Plinio. 7, 27, 7-11 trad. de García Jurado)

Se trata, pues, del texto que da lugar al gran argumento de las historias de fantasmas: la incomunicación entre vivos y muertos.

Son muchas la películas y series televisivas que hacen uso de un protagonista que rompe con esta barrera para, al fin, poder comprender qué quiere el difunto.

En el texto de Plinio el héroe es un filósofo; luego más tarde el personaje irá cambiando (estudiante, psiquiatra o simple médium).

Las magníficas características narrativas del relato de Plinio harán que éste conozca una intensa relectura con el desarrollo de la literatura fantástica moderna, primeramente en la modalidad que conocemos como “gothic tale”, que nace en la Inglaterra de finales del siglo XVIII a causa de una serie de condiciones sociales e históricas determinadas y que después tendrá una decisiva impronta en la literatura romántica.

Desde 1764, año en el que Horace Walpole[1] publica el que se considera que es el primer relato gótico, El castillo de Otranto[2] hasta 1820, cuando Charles Maturin[3] ponga broche final al género como tal con su Melmoth el errabundo[4], la carta de Plinio se convierte en una pieza literaria que sirve de texto clave para construir los nuevos relatos de fantasmas. De la mano de estos autores, la carta de Plinio el Joven sobre los fantasmas se convierte, anacrónicamente, en el primer relato gótico de la historia literaria.

(GARCÍA JURADO, Frco., Madrid, Universidad Complutense, 29/IX/2009)




[1]. Horatio Walpole, IV conde de Orford, conocido comúnmente como Horace Walpole, (24 de septiembre de 17172 de marzo de 1797), político, escritor e innovador arquitecto británico. Fue primo del marino Horacio Nelson (Lord Nelson). Escribió la célebre novela El castillo de Otranto, y multitud de cartas que ofrecen una imagen muy ilustrativa de la aristocracia de su tiempo, particularmente desde el punto de vista intelectual.

[2] . El castillo de Otranto (The Castle of Otranto en inglés) es una novela escrita por Horace Walpole en 1764. Es considerado el texto inaugural de la literatura de terror gótico, iniciando un género literario que llegó a ser extremadamente popular a finales del siglo XVIII y principios del XIX.
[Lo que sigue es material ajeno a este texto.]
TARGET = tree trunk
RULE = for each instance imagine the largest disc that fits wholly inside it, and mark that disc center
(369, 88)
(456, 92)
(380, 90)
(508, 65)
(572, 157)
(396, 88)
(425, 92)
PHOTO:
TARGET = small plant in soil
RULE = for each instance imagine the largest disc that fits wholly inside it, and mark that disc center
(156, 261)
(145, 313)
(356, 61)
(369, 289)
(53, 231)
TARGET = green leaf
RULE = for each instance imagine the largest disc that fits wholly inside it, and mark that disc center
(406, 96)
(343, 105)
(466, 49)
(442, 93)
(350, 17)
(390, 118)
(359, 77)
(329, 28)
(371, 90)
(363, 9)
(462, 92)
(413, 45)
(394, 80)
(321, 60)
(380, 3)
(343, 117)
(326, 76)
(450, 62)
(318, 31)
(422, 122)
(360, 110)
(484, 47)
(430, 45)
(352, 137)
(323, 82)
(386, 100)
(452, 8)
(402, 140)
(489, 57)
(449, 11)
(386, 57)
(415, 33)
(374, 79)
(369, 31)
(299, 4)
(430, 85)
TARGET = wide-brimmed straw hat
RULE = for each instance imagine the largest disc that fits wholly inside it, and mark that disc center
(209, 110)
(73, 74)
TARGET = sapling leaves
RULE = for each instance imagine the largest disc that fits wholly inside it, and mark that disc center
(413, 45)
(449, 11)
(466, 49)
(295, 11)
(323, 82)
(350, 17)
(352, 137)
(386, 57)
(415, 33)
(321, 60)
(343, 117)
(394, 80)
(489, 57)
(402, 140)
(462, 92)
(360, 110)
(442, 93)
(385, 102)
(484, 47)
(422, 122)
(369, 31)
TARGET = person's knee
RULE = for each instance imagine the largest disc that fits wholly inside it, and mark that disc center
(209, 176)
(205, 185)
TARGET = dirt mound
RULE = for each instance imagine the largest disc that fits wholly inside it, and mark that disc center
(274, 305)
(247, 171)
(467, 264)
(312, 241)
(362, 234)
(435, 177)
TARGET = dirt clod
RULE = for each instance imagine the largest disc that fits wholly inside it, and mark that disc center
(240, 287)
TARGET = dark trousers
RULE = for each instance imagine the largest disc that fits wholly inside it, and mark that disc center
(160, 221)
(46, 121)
[3] . Charles Robert Maturin, también conocido como C. R. Maturin (Dublín, 1782 - 1824, Dublín) fue un predicador protestante anglo-irlandés (ordenado por la Iglesia de Irlanda), dramaturgo y escritor de novela gótica.

[4]. Melmoth es el personaje romántico por excelencia, fáustico y byroniano, que ha llevado a cabo un pacto con el diablo. Llega a vivir doscientos años y, cansado de su existencia desarraigada, sólo busca a quien traspasarle esa carga de eternidad a cambio de su alma. La descripción de los sufrimientos de los sucesivos personajes prefigura los terrores psicológicos de Edgar Allan Poe.